B2M may also become elevated in persons with poor renal function; in various lymphomas and leukemias, especially (but not exclusively) those of B-cell origin, in myeloma, in nonlymphoid malignancies, in sarcoidosis, in infectious mononucleosis and certain other viral infections, in various chronic inflammatory diseases including active liver disease, and in autoimmune disorders.
Neopterin. Neopterin is an intermediate substance in the biopterin synthesis pathway. It is produced by macrophages when stimulated by gamma interferon released by activated T-cells (lymphocytes also produce neopterin but to a minor degree). Therefore, neopterin is an indirect indicator of increased T-cell activity. Neopterin is excreted by the kidney. Plasma or urine neopterin levels can be elevated in acute or active chronic infections or noninfectious inflammatory conditions, similar to B2M or C-reactive protein (CRP). The neopterin level is likely to be elevated in both viral and bacterial infection, whereas the CRP level is more likely to become elevated in bacterial than in viral infection. Also, the neopterin level is more likely than the CRP level to be elevated in immunologic graft rejection, whereas both become elevated in graft infection. In general, like B2M, the neopterin level becomes elevated in HIV infection; and the incidence and degree of elevation have a rough correlation to degree of HIV severity and inverse correlation to CD4 count. One reference states that the neopterin level is elevated in about 90% of seropositive but asymptomatic HIV-infected persons. Another found B2M elevated in 75% of these asymptomatic HIV patients and the neopterin level elevated in 60%; both were elevated in all ARC patients. B2M thus far seems to have aroused more interest than neopterin as a marker for severity in HIV infection.

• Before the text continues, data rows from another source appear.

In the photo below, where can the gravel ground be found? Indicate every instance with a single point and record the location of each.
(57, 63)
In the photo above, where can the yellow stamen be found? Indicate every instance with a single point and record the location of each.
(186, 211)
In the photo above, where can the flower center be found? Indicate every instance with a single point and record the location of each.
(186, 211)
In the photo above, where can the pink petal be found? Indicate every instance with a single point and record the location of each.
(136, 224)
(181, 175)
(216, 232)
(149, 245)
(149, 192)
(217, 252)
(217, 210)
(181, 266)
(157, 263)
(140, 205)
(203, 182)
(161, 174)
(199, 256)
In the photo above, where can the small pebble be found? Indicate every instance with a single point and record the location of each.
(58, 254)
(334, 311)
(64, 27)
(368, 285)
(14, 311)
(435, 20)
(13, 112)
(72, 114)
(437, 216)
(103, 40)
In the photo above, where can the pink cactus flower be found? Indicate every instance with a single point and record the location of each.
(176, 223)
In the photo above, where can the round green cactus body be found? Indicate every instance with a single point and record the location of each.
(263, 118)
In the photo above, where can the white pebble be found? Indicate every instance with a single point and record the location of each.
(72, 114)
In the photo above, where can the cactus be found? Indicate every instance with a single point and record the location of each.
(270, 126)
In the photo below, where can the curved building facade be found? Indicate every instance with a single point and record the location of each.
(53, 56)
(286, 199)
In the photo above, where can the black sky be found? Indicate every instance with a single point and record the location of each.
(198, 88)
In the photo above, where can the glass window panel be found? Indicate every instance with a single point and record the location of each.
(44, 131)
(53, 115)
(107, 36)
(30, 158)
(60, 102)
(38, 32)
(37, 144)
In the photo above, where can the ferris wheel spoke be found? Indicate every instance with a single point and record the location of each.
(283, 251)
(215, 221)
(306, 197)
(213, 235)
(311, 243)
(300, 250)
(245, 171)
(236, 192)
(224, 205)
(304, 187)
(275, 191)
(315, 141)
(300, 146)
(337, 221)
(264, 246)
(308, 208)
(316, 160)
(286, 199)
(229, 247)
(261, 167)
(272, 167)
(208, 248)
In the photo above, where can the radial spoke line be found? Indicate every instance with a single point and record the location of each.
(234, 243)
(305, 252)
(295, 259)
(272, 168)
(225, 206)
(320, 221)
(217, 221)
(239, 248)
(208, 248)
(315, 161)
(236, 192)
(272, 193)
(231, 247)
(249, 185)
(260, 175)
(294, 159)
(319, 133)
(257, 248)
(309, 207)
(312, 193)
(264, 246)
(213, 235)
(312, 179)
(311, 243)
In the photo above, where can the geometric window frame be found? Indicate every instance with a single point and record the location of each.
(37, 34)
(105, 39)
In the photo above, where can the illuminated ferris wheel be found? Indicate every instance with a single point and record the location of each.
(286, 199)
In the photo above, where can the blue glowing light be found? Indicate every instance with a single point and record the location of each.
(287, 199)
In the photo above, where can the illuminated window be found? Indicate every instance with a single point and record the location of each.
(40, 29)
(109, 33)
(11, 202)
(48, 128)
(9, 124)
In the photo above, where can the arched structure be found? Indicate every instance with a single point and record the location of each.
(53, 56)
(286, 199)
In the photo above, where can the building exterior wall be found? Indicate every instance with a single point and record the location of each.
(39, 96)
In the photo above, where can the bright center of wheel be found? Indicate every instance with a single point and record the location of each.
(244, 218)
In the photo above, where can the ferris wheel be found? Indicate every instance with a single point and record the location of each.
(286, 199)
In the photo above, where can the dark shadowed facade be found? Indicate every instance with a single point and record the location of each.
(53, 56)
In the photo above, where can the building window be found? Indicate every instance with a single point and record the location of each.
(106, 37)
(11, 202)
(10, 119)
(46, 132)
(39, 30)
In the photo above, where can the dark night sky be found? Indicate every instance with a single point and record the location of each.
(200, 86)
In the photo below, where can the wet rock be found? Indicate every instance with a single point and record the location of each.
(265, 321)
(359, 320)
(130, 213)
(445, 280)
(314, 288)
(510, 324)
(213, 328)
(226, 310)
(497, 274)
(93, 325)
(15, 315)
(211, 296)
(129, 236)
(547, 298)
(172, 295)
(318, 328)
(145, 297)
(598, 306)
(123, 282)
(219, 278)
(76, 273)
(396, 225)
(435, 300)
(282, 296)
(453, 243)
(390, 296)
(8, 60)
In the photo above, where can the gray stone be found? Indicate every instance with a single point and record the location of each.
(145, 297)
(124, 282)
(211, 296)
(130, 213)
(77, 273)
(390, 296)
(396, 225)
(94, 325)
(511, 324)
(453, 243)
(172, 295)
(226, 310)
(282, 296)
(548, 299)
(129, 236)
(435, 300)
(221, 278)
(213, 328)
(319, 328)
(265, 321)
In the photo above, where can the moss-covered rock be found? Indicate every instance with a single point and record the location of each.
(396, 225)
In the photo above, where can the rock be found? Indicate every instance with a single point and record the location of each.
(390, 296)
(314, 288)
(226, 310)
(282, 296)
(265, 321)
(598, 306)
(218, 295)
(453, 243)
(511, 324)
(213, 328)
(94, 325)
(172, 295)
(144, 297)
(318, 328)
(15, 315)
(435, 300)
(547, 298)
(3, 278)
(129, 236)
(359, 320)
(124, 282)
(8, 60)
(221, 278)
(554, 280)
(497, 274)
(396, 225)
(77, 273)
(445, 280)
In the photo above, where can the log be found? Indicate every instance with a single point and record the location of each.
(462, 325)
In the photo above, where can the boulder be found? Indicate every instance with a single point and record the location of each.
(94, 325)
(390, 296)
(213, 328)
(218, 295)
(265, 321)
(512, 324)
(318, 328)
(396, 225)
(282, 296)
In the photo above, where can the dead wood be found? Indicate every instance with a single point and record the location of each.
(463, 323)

Summary of human immunodeficiency virus 1 tests. In summary, ELISA tests for HIV-1 antibody are used as a general screen to detect persons infected with HIV-1. Western blot (or equivalent) tests help establish presence of infection. Culture, tests for HIV-1 antigen, and possibly ELISA-IgM antibody tests, may detect infection earlier than the ELISA screening tests. Tests for decreased immunologic function (especially CD4 lymphocyte absolute counts) are useful to help confirm a clinical impression of advanced-stage HIV-1 and AIDS.